Mali: It’s really hard to hear what these women have been through

Kim Brown, Conflict and Humanitarian Policy and Advocacy Adviser, hears harrowing stories from displaced people in Mali

On the last day of a field visit to Mali, I spent an afternoon in Mopti, in a local community who is hosting displaced people.

The men left the village so we could speak privately with the women about subjects that are taboo and difficult to talk about.

The women told us stories of children being abducted and raped, in some cases by numerous armed men, and for days on end. 

It’s really hard to hear what these women have been through.

One woman told a horrific story of her neighbour, who was raped in her own home.

“She was sleeping in her room, next to her husband. The rebels came in, opened the mosquito net, and put a gun to her husband’s head. They did what they wanted and her husband couldn’t do anything.

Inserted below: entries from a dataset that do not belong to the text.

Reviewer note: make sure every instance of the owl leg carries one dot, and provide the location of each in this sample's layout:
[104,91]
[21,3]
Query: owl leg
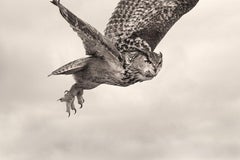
[80,98]
[69,98]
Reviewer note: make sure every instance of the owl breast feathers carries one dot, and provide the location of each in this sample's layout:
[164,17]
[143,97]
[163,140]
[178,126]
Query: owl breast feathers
[125,53]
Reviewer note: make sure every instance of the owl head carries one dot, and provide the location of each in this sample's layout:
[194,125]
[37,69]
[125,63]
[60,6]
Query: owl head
[147,64]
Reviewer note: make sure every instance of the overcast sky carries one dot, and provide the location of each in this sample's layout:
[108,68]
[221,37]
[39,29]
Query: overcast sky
[190,111]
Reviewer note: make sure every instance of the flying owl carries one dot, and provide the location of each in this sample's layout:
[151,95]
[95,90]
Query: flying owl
[124,55]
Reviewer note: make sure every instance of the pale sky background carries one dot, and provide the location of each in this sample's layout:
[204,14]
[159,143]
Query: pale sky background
[190,111]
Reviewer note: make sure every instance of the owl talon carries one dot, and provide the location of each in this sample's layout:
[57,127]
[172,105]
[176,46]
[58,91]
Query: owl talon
[80,100]
[69,99]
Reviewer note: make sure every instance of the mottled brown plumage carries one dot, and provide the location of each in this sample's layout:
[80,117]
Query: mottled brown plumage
[124,54]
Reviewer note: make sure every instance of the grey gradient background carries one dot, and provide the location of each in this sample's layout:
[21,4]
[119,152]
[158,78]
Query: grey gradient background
[190,111]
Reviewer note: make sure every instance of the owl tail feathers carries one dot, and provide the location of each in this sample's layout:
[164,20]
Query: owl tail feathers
[71,67]
[55,2]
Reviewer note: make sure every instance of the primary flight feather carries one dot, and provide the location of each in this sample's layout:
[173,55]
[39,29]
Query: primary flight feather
[125,53]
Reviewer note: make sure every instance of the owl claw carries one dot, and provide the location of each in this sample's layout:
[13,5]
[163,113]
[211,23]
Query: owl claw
[69,99]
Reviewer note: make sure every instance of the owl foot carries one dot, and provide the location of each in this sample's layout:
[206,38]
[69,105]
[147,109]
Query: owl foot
[69,97]
[80,99]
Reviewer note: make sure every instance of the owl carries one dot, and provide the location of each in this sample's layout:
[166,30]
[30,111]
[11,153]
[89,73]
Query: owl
[124,54]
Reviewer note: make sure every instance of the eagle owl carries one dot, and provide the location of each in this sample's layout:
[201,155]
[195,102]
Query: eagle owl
[125,53]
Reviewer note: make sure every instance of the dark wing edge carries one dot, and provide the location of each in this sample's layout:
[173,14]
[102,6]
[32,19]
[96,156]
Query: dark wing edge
[146,21]
[94,42]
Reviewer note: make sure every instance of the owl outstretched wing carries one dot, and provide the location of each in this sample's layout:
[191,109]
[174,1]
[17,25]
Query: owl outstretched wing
[143,23]
[94,42]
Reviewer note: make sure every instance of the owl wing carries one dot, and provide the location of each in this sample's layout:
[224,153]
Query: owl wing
[143,23]
[94,42]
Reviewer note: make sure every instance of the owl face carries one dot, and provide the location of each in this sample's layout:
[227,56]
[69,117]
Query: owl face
[147,66]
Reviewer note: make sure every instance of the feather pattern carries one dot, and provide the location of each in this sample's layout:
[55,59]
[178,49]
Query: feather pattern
[143,23]
[94,42]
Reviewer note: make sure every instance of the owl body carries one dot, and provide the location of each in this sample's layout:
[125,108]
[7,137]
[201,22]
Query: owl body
[124,55]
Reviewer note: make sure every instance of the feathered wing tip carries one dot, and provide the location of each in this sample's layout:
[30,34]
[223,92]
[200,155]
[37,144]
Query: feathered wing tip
[55,2]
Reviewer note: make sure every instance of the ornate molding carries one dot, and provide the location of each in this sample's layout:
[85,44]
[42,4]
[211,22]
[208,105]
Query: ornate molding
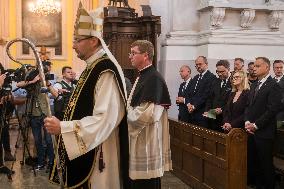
[247,17]
[275,19]
[224,36]
[217,17]
[3,41]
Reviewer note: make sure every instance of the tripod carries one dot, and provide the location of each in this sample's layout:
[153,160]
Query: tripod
[3,121]
[24,125]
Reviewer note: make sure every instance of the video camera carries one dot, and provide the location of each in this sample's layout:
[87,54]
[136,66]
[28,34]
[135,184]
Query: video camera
[11,75]
[33,72]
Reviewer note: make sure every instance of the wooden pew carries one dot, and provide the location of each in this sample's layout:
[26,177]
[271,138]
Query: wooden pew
[279,158]
[205,159]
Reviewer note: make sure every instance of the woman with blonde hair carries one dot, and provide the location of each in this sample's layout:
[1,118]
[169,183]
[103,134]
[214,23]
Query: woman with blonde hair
[233,116]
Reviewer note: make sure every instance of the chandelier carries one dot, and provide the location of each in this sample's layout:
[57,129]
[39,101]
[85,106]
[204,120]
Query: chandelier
[45,7]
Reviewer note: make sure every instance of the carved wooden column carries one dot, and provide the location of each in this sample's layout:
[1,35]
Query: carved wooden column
[122,27]
[275,19]
[78,64]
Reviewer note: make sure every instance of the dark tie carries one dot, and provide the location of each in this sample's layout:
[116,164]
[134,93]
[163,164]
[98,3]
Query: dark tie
[256,88]
[277,80]
[199,77]
[183,86]
[224,84]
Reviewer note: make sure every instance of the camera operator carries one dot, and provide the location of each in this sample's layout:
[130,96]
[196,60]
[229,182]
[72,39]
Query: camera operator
[4,128]
[38,111]
[51,78]
[2,78]
[62,91]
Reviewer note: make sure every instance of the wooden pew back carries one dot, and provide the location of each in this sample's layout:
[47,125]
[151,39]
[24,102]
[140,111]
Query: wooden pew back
[203,158]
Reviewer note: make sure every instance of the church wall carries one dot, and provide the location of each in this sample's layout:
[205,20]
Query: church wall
[187,32]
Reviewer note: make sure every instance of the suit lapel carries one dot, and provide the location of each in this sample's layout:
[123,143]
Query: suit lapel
[263,86]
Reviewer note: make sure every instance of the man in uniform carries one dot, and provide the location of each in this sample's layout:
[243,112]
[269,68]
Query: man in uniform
[93,138]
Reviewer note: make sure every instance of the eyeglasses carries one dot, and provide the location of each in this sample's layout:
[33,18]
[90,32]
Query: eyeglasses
[236,77]
[220,71]
[131,54]
[79,40]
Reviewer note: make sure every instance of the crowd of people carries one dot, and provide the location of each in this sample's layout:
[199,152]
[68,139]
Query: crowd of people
[110,137]
[251,100]
[105,139]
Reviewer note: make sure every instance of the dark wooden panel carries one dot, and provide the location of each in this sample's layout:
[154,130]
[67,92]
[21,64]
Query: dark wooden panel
[213,178]
[209,159]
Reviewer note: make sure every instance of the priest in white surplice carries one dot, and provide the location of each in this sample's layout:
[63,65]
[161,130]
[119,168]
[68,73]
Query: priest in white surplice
[93,138]
[148,123]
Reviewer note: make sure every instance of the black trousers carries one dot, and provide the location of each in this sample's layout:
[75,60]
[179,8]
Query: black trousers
[260,163]
[153,183]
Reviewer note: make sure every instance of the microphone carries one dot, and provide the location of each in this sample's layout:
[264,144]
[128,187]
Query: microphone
[44,90]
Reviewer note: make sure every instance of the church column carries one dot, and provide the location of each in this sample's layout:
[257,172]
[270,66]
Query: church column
[4,30]
[78,65]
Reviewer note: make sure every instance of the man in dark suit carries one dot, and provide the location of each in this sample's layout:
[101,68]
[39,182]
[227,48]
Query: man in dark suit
[220,91]
[185,72]
[260,123]
[278,71]
[199,92]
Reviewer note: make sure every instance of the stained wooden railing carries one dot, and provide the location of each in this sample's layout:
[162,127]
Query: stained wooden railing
[205,159]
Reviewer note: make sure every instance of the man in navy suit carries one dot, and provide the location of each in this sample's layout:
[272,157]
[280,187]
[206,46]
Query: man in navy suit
[278,71]
[219,94]
[199,91]
[184,72]
[260,123]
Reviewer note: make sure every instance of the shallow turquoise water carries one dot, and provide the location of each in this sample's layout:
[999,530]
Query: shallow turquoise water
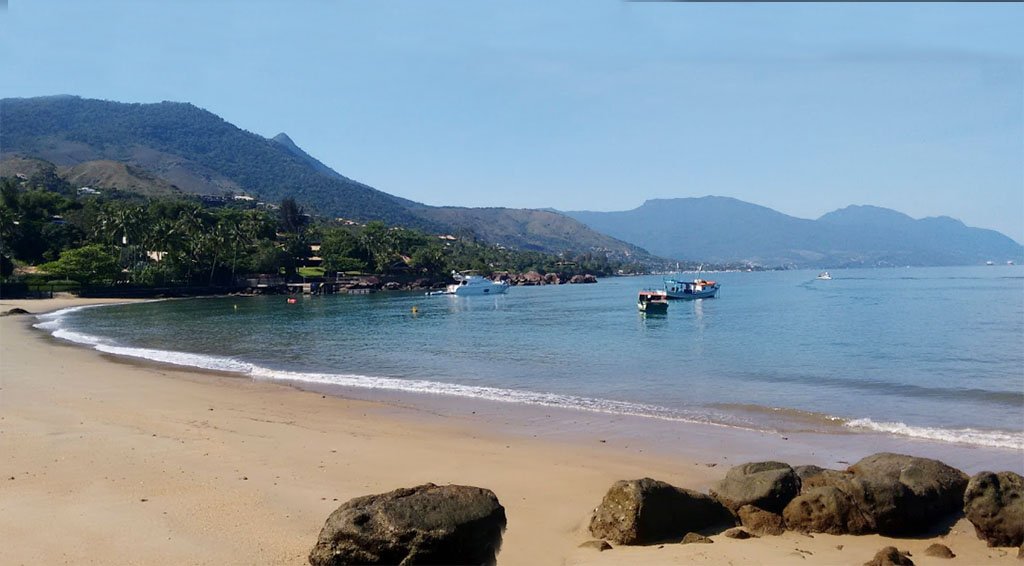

She had children at home too.”

My colleague Annie and I met with local women

A shortage of food – and tourists

People who have fled the north are not the only ones facing difficulties.

An ongoing food crisis means that at least two million people across the country don’t have enough  to eat – 1.2 million of whom are in the country’s northern regions.

The conflict and instability have also brought the country’s tourist industry to a halt.

A young boy from Mopti sits with us and interprets while we speak to a young woman. After we finish, he tells us that he used to make a living selling local artisan goods to tourists.

“People from all over the world used to visit Mopti but now no one comes, and I haven’t been able to work in a long time,” he says.

Strict security

When we arrive at the airport to leave Mopti, the security measures are very strict.  We get dropped off on the one kilometre security perimeter around the airport, where  our car and bags are searched.

We say farewell to our colleagues from Mopti and then get picked up on the other side of the checkpoint.

Our new driver apologises for the inconvenience but says, “after everything that has happened here in Mali, we can’t afford to take any chances.”

As we drive towards the tarmac and prepare to take off, I think about how many people in Mali are a long way from home, and a long way off from returning to the life they knew before the conflict.